We are not moving far from the badlands. Just a stone’s throw away are the Black Hills – a mountain range that pops up in the middle of nowhere just to distort the otherwise flat land of the Great Plains of the American Midwest. These terrains are and have been for ages considered sacred for the local tribes of Native Americans. In theory these lands still belong to the indigenous peoples. This was even confirmed by the treaty signed by the US government in 1868. However, as history shows the governments don’t always respect the treaties they themselves have created. This has happened before and this was also the case this time. Less than 10 years after agreeing to the treaty conditions the US government seized the Black Hills and allowed their extensive destruction through gold mining, logging and tourism development. The treaty didn’t stop the government from selling the newly acquired lands for significant profit.
This story is still unfolding even today, more than a century later. The Indian tribes of South Dakota (and not only) have taken the case to the court and won. The US Supreme court ruled that seizing the lands by the government in the nineteenth century was unlawful and awarded a significant monetary compensation to the Indian people. They however refuse to accept the money as they claim it would allow the US government to justify the seizure of their land. Instead, they demand to have their lands returned to them.
This is to shows that the Indians of South Dakota have their pride and can’t be easily bought.
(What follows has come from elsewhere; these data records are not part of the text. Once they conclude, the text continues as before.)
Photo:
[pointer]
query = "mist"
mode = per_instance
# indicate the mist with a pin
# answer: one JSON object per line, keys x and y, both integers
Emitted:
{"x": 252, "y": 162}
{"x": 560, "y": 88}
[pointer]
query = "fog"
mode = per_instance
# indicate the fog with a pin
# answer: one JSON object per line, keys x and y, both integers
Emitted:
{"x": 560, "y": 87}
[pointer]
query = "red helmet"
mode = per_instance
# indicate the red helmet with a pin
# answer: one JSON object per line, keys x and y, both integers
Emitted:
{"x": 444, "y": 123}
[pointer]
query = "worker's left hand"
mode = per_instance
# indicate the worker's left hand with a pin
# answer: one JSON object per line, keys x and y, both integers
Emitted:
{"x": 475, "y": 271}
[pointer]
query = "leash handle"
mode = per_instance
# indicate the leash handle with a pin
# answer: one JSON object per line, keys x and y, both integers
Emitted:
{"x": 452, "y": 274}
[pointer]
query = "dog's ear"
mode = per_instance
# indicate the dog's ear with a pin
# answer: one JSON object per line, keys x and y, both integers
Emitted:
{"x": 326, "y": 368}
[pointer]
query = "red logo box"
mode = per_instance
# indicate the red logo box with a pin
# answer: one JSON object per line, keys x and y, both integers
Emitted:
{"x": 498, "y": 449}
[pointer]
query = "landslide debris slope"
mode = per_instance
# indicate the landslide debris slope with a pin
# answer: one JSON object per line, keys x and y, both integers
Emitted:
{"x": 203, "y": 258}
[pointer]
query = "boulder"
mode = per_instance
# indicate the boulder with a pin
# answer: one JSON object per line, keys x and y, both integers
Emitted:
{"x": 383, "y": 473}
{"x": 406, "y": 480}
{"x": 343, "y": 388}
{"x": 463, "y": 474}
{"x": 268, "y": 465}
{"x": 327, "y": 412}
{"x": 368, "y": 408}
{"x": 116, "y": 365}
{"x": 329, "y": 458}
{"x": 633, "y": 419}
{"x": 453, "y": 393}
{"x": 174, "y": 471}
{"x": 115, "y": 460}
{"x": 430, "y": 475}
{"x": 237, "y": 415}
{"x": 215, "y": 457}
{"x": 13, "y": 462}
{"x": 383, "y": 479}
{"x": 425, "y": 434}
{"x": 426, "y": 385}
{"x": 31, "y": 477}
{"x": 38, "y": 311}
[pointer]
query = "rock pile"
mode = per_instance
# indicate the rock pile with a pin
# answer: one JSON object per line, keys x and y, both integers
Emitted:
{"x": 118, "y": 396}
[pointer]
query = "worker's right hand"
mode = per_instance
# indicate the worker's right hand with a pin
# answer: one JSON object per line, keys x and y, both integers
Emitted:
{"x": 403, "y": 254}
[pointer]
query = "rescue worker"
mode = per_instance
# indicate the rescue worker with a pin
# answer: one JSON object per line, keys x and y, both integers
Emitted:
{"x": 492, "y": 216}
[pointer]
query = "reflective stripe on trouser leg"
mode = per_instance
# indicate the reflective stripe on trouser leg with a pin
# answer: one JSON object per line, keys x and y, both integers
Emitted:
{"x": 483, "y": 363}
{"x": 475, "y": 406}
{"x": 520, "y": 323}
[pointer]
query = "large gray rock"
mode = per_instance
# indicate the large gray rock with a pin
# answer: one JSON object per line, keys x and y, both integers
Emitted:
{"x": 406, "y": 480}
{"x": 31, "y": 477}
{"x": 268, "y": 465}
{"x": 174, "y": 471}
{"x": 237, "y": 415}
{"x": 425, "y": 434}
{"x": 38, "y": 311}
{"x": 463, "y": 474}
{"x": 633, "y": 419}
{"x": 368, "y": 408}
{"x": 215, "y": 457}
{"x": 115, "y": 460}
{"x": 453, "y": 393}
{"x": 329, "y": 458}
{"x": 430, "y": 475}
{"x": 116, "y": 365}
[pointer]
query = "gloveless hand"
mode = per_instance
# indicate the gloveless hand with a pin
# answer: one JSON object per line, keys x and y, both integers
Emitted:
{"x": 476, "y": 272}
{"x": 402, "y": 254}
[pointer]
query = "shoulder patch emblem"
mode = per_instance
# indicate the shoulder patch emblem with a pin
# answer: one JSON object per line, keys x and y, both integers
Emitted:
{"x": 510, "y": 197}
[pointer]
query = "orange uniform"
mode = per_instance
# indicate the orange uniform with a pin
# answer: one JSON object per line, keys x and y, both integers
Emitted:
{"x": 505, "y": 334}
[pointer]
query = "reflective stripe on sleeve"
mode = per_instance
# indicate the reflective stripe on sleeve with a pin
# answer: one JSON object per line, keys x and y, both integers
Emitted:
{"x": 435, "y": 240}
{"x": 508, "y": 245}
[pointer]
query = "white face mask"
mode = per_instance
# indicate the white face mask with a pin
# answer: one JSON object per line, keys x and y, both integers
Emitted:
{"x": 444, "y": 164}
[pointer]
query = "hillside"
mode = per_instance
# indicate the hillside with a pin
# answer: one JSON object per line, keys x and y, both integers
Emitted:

And it is connected with the actual topic of this post. As you probably know the Indians were given their names based on nature and person’s traits. So it is perfectly normal that Old Chief Smoke had children whose names were: Spotted Horse Woman, Chief Big Mouth, Chief Blue Horse, Chief Red Cloud, Chief American Horse, Chief Bull Bear III, Chief Solomon Smoke II, Chief No Neck and Woman Dress. This leads us to His Horse is Crazy – this is a literal translation of a name of a famous Oglala Lakota leader. He is more commonly known as simply Crazy Horse.
His name was made even more famous by a sculptor Korczak Ziolkowski. Korczak was approached by some Lakota Indian leaders and asked to immortalize the great hero of Lakota nation by carving a monument in the hills of South Dakota. The hero to be immortalized was Crazy Horse.
This is the chief himself riding his trustworthy steed.
The aim of the monument is to preserve the heritage of the Native Americans. There is a museum on site that houses many Indian artefacts. Some people donate various things to support the cause.
The sculpture when finished will be the largest of its kind in the world. The work progresses slowly as the creators refuse to accept any state or federal funding. They think that this would undermine the whole purpose of the project. So the project relies solely on visitors and donations.
This is what the creators are aiming for:
As you can see the Indian leader points his hand towards the Black Hills. At the same time he says: “My lands are where my dead lie buried.” – a reference to US government’s taking back the sacred lands.